Flatbush Councilman Jumaane Williams was detained during a heated confrontation with cops at the West Indian Parade on Monday afternoon — and the incident immediately provoked charges that the cops over-reacted because of Williams’s skin color.

The black councilman, a Democrat, and Kirsten John-Foy, Public Advocate Bill DeBlasio’s director of community affairs, were walking down an empty, cordoned off sidewalk as they made their way to a luncheon at the Brooklyn Museum at 1:30 pm when several officers stopped the pair and demanded to know why they were inside a “frozen zone.”

Cops may have been on edge because of an unrelated shooting about an hour earlier further up the parade route.

Stefan Ringle, a spokesman for Williams who witnessed the arrest, said that a high-ranking police official had given the councilman and John-Foy permission to pass through the barricaded area earlier in the day. But when the duo neared a police checkpoint, three patrolmen began interrogating Williams and John-Foy — even as the freshman legislator tried to show the ID badge that all councilmembers receive.

“He explained who he was, but the police officer was not listening and began speaking to him in higher tones,” Ringel told the Daily News. “The speech got a bit disrespectful.”
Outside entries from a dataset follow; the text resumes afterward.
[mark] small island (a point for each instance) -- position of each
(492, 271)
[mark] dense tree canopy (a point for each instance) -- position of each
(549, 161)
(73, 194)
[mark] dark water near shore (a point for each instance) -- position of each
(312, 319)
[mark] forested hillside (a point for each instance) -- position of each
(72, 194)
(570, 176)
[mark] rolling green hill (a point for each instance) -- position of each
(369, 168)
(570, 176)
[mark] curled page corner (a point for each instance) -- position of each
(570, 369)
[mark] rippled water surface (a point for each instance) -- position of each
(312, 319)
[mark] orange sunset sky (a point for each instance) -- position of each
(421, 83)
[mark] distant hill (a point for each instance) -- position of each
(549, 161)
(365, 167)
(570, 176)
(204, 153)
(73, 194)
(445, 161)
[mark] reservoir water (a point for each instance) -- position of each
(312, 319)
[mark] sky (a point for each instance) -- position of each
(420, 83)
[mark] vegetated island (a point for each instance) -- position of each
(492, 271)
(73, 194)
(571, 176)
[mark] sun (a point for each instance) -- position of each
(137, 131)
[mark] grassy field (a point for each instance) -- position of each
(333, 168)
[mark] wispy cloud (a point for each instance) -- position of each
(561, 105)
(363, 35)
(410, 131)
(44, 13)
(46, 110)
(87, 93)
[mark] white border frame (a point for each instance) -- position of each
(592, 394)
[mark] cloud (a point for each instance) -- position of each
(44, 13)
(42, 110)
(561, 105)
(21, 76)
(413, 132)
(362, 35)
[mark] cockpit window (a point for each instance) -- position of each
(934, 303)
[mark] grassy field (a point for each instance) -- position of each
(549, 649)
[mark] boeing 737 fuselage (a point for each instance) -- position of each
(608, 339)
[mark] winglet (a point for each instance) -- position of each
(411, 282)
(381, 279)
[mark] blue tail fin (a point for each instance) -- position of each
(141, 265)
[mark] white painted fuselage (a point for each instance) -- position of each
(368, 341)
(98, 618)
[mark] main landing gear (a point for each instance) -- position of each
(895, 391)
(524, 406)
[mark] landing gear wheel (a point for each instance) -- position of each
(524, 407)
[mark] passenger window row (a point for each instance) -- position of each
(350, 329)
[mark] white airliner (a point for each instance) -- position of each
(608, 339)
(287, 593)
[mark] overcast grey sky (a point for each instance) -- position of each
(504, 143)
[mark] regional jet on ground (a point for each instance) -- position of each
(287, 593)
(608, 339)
But cops say that Ringel has it all wrong: the officers merely detained Williams and John-Foy for their own safety.

Under this rendition of the story, the NYPD says that while the officers were questioning Williams and John-Foy, several men nearby got into a brawl with police, with one hitting an NYPD captain.

As the brawl escalated, the officers handcuffed Williams and John-Foy and took them out of harm’s way, a police spokesman claimed.

“In order to separate them from the crowd, [Williams and John-Foy] were brought across the street and detained until their identities were established,” the NYPD spokesman said, although he would not provide any information about the brawl that prompted this decision.

Ringel said that the cops never accosted Williams, but John-Foy was knocked to the ground before being taken across the street.

Neither man was charged and both were released from custody within 30 minutes. And later, both received a personal apology from Police Commissioner Ray Kelly, who promised to launch an investigation, an NYPD spokesman said.

Williams said very little about the arrest on Monday, which he called “an easily avoidable incident involving a select number of police officers.” He promised to provide more details at a press conference set for today at 10:30 am at City Hall.

Cops were on heightened alert on Monday afternoon after a man fired off a gun at the start of the parade near the corner of Eastern Parkway and Schenectady Avenue at noon. The gunman was apprehended after a brief chase, cops said.

Yet some believe that the police detained Williams and John-Foy without cause.

Assemblyman Hakeem Jefferies (D-Fort Greene) called the incident an “unjustified arrest.”

“Mayor Bloomberg and Commissioner Kelly should make sure all responsible officers are strongly disciplined,” Jefferies said.

DeBlasio agreed, claiming that he wants the officers involved to be investigated for police misconduct.

“I am very concerned that the officers escalated this situation needlessly, even as two public servants were trying to show identification,” he said.

Williams, who is currently chair of the Council’s oversight and investigation committee, was looking forward to attending the annual parade, tweeting on Monday morning, “To all my West Indian family: “Mash up di Parkway!!!”

His is also a strong opponent of the NYPD’s stop, question and frisk procedures, which he says unduly target minorities.

“[Stop-and-frisk] is racial profiling and it does nothing to reduce crime,” he said.